Division of Gastrointestinal Oncology, Shizuoka Cancer Center, 1007 Shimonagakubo, Nagaizumi-cho, Sunto-gun, Shizuoka, 411-8777, Japan.
Int J Clin Oncol. 2013 Feb;18(1):10-6. doi: 10.1007/s10147-011-0335-y. Epub 2011 Oct 22.
Although S-1 plus cisplatin (SP) therapy is recognized as the standard treatment for advanced gastric cancer (AGC) in Japan, its safety and efficacy in elderly patients have not been investigated sufficiently.
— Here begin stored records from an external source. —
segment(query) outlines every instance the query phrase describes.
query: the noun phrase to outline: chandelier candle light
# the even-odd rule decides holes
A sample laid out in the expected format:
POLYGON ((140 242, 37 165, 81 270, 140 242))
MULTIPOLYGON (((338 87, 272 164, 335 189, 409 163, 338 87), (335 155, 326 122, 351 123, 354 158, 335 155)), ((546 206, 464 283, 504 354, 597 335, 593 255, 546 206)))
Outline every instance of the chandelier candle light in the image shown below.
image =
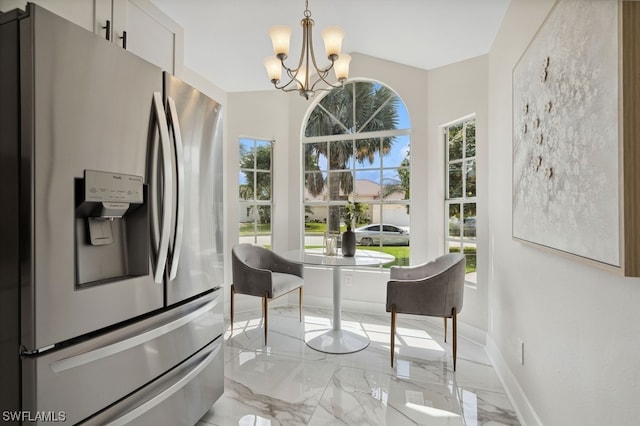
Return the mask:
POLYGON ((297 90, 300 96, 304 96, 306 99, 313 96, 316 90, 330 90, 334 87, 342 86, 349 76, 349 63, 351 62, 351 56, 346 53, 340 53, 344 31, 338 27, 328 27, 322 31, 322 38, 327 58, 331 61, 331 64, 327 68, 319 68, 313 53, 313 24, 311 12, 309 11, 309 1, 307 0, 305 1, 304 18, 300 21, 300 25, 302 25, 302 51, 296 68, 289 68, 284 64, 289 55, 289 42, 291 41, 291 29, 284 25, 276 25, 269 30, 275 56, 270 56, 264 61, 269 80, 271 80, 276 89, 281 89, 285 92, 297 90), (313 66, 312 70, 310 70, 311 65, 313 66), (287 72, 289 78, 289 82, 284 85, 280 85, 282 69, 287 72), (327 76, 331 69, 335 72, 338 80, 334 84, 327 81, 327 76), (313 71, 317 75, 317 79, 313 84, 311 83, 311 73, 309 71, 313 71), (318 84, 321 84, 321 86, 316 88, 318 84))

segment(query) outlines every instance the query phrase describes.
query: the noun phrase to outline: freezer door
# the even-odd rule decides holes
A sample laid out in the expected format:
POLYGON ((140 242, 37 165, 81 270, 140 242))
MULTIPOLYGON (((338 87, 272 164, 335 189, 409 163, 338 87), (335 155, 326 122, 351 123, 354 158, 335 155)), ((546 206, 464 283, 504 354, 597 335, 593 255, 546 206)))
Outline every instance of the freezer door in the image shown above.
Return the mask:
MULTIPOLYGON (((139 397, 129 399, 136 406, 143 405, 134 414, 145 418, 144 412, 158 411, 152 410, 154 407, 165 411, 167 405, 172 405, 165 401, 175 395, 178 388, 200 377, 200 371, 205 369, 209 371, 206 379, 198 382, 202 389, 187 387, 196 392, 191 395, 193 401, 183 401, 183 404, 203 403, 208 409, 222 394, 224 386, 223 300, 222 290, 215 290, 122 329, 40 356, 25 357, 23 379, 30 386, 23 388, 23 410, 64 412, 65 424, 76 424, 154 383, 147 391, 139 392, 142 394, 139 397, 151 398, 152 402, 143 405, 139 397), (172 375, 167 382, 169 371, 172 375), (161 377, 165 379, 159 379, 161 377), (165 392, 166 388, 170 389, 165 392)), ((133 410, 129 402, 117 409, 113 417, 122 417, 133 410)), ((176 414, 183 411, 184 407, 176 414)), ((202 414, 204 412, 200 416, 202 414)), ((165 415, 168 415, 166 411, 165 415)), ((132 418, 128 421, 136 417, 129 416, 132 418)))
POLYGON ((159 380, 80 424, 195 425, 224 392, 223 354, 221 337, 159 380))
MULTIPOLYGON (((90 259, 74 246, 86 230, 74 216, 85 170, 146 175, 152 99, 162 92, 162 72, 33 4, 20 21, 20 49, 21 341, 34 350, 163 306, 163 284, 154 282, 151 265, 144 273, 148 260, 137 276, 78 287, 79 268, 100 276, 109 262, 127 265, 109 246, 104 257, 90 259)), ((137 244, 131 248, 146 250, 148 241, 137 244)))
POLYGON ((171 305, 223 282, 222 106, 166 72, 164 86, 177 176, 167 283, 171 305))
We retrospectively reviewed the data of 58 patients with AGC selected from 82 consecutive patients who were ≥70 years old and were treated with SP or S-1 monotherapy as the first-line therapy. In SP, S-1 (40 mg/m(2), bid) was administered for 3 weeks and cisplatin (60 mg/m(2)) on day 8, every 5 weeks. In S-1 monotherapy, S-1 (40 mg/m(2), bid) was administered for 4 weeks, every 6 weeks.
SP and S-1 was administered in 21 and 37 patients, respectively. There were some differences in patient characteristics between the treatment groups, such as histological type (P = 0.16); the presence of liver metastasis (P = 0.07); and the presence of peritoneal metastasis (P = 0.02). The incidences of grade 3/4 hematological toxicities were 57% (12/21) in the SP and 35% (13/37) in the S-1 group (P = 0.17). Those of non-hematological toxicities were 14% (3/21) and 14% (5/37) for anorexia, 10% (2/21) and 14% (5/37) for fatigue, and 5% (1/21) and 5% (2/37) for nausea in the SP and S-1 groups, respectively. Median progression-free survival and median overall survival in the SP and S-1 groups were 5.0 and 5.2 months, and 14.4 and 10.9 months, respectively.
SP and S-1 therapy were both feasible in elderly patients, though there is the risk of a high incidence of hematological toxicities.
尽管 S-1 联合顺铂(SP)疗法已被确认为日本晚期胃癌(AGC)的标准治疗方法,但针对老年患者,其安全性和疗效尚未得到充分研究。
我们回顾性分析了 82 例连续接受 SP 或 S-1 单药一线治疗的年龄≥70 岁 AGC 患者的资料,其中 58 例患者纳入研究。SP 组:S-1(40 mg/m2,bid)治疗 3 周,顺铂(60 mg/m2)第 8 天给药,每 5 周重复;S-1 单药组:S-1(40 mg/m2,bid)治疗 4 周,每 6 周重复。
21 例患者接受 SP 治疗,37 例患者接受 S-1 治疗。两组患者在组织学类型(P = 0.16)、肝转移(P = 0.07)和腹膜转移(P = 0.02)等方面存在差异。SP 组和 S-1 组的 3/4 级血液学毒性发生率分别为 57%(12/21)和 35%(13/37)(P = 0.17)。非血液学毒性的发生率为厌食症 14%(3/21)和 14%(5/37),疲劳 10%(2/21)和 14%(5/37),恶心 5%(1/21)和 5%(2/37),两组间差异均无统计学意义。SP 组和 S-1 组的中位无进展生存期和总生存期分别为 5.0 个月和 5.2 个月,14.4 个月和 10.9 个月。
SP 和 S-1 治疗在老年患者中均可行,但存在血液学毒性发生率高的风险。